That is not good. 826 activities, and only 265 unique codes. Let's look at the source data:

<dataset number="28" timestamp="2015-02-22T17:27:17" generator="SimaPro 8.0.3.14">
<referenceFunction name="Bovine feed,MAT18, at farm gate">

<dataset number="28" timestamp="2014-12-21T14:10:26" generator="SimaPro 8.0.3.14">
<referenceFunction name="Greenhouse, glass walls and roof, plastic tubes">

<dataset number="28" timestamp="2013-09-18T16:53:22" generator="CDT V1.2">
<referenceFunction name="Harrowing, with rotary harrow (standard equipment)">


We need to add unique codes. We have a strategy for this, set_code_by_activity_hash, but it won't overwrite codes already present. We can fix that :)

In [22]:
for ds in ag.data:
    del ds['code']
In [23]:
from bw2io.strategies import set_code_by_activity_hash
ag.apply_strategy(set_code_by_activity_hash)
Applying strategy: set_code_by_activity_hash

Only the internal links will need to be redone - the links to ecoinvent 2.2 and the biosphere database are fine.

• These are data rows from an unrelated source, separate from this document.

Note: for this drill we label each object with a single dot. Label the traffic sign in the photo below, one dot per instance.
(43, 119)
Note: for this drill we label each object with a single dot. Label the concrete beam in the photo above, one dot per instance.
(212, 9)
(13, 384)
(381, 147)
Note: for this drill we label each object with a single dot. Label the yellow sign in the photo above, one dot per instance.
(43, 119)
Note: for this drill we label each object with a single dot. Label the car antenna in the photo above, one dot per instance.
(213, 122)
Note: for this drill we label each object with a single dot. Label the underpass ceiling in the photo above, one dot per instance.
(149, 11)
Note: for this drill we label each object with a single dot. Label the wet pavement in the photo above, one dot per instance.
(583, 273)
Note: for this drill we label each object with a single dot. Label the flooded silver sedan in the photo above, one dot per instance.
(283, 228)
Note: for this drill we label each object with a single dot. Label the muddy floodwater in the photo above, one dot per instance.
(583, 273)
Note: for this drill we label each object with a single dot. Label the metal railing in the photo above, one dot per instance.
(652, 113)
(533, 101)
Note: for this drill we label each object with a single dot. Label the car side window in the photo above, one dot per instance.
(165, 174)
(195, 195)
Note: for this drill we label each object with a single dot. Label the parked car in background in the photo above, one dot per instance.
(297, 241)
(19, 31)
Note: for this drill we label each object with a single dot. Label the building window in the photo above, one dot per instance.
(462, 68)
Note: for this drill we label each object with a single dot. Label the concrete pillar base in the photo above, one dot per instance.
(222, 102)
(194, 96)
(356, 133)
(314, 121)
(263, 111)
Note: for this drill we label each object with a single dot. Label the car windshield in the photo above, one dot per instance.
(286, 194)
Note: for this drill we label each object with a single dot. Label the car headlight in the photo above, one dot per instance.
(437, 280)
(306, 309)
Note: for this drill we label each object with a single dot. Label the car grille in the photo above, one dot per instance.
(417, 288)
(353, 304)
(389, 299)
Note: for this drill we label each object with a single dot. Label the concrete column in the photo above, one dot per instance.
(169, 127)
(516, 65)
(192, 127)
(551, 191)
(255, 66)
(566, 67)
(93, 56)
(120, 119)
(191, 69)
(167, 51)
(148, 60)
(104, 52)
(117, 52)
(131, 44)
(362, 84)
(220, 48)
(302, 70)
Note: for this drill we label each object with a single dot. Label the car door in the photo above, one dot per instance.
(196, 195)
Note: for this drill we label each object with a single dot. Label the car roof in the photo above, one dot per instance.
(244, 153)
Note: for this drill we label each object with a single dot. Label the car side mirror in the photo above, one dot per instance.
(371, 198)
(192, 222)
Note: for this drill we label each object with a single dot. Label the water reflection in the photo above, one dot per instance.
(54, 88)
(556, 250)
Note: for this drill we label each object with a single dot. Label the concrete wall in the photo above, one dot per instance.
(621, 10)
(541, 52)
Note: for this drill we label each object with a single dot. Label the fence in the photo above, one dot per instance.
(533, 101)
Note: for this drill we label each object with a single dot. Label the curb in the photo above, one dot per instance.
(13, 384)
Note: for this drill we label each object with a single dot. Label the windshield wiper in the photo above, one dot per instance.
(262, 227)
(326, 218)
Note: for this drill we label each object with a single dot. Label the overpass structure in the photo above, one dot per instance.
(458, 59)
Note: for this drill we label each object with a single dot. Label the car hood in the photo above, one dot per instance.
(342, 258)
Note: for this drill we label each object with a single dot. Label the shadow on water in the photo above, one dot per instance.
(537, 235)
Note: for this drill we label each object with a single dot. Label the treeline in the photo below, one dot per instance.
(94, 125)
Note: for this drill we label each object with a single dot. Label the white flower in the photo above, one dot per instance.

We can't use link_technosphere_based_on_name_unit_location, because we need to pass the parameter relink.

In [24]:
ag.apply_strategy(functools.partial(
        link_iterable_by_fields,
        other=ag.data,
        fields=('name', 'location', 'unit'),
        relink=True
))
ag.statistics()
Applying strategy: link_iterable_by_fields
826 datasets
236600 exchanges
0 unlinked exchanges
  
Out[24]:
(826, 236600, 0)

Actually writing the final database

We are now ready to try again.

In [25]:
ag.write_database()
Writing activities to SQLite3 database:
0%                          100%
[##############################] | ETA: 00:00:00
Total time elapsed: 00:00:28
Title: Writing activities to SQLite3 database:
  Started: 11/30/2016 16:15:54
  Finished: 11/30/2016 16:16:23
  Total time elapsed: 00:00:28
  CPU %: 96.60
  Memory %: 2.24
Created database: Agribalyse 1.2
Out[25]:
Brightway2 SQLiteBackend: Agribalyse 1.2

Checking the imported datasets

We need to do some basic validation to make sure we have meaningful results. Here I just do some basic testing, but you should validate against known scores if you are frequently using this database. The following code is rahter simple and is not a real validation check.

In [27]:
gwp = [x for x in methods if "IPCC 2013" in str(x)][0]
gwp
Out[27]:
('IPCC 2013', 'climate change', 'GWP 20a')
In [28]:
db = Database("Agribalyse 1.2")

lca = LCA({db.random(): 1}, gwp)
lca.lci(factorize=True)
lca.lcia()
lca.score
Out[28]:
13.329517917350614

Let's calculate the LCIA scores of all activities in Agribalyse

In [30]:
import pyprind

scores = []

for act in pyprind.prog_bar(db):
    lca.redo_lcia({act: 1})
    scores.append(lca.score)
0%                          100%
[##############################] | ETA: 00:00:00
Total time elapsed: 00:00:08
In [32]:
import numpy as np

scores = np.array(scores)
mask = scores == 0
print(mask.sum(), len(db))

scores = scores[~mask]
27 826
In [33]:
%matplotlib notebook
In [34]:
import seaborn as sns
Warning: axes.color_cycle is deprecated and replaced with axes.prop_cycle; please use the latter.
In [35]:
sns.distplot(scores)
Warning: using a non-integer number instead of an integer will result in an error in the future
Out[35]:
<matplotlib.axes._subplots.AxesSubplot at 0x118ce3cc0>

Conclusion

We have imported the Agribalyse database. In the process of importing, we found and resolved several problems:

  1. First, we had to fix the names and categories of biosphere flow names, to make them compatible with the names and categories used in ecoinvent version 3.
  2. Next, we created a new database for the new biosphere flows that we couldn't match.
  3. We linked production flows to the activities that produced them, using a strategy that didn't use the field categories, as this field is not given consistently in SimaPro exports.
  4. We switched some outputs to inputs, to be consistent with how ecoinvent models disposal and recycling processes.
  5. We linked inputs to activities in ecoinvent 2.2, again ignoring the field categories, because SimaPro.
  6. We created new processes to provide recycling services.
  7. We deleted the unique identifying codes used by SimaPro, as they were not actually unique, and created our own codes.

This was a bit of a pain, but compared to other database exports, was actually not all that difficult. This is the sad truth of LCA data compatibility - it currently isn't all that great.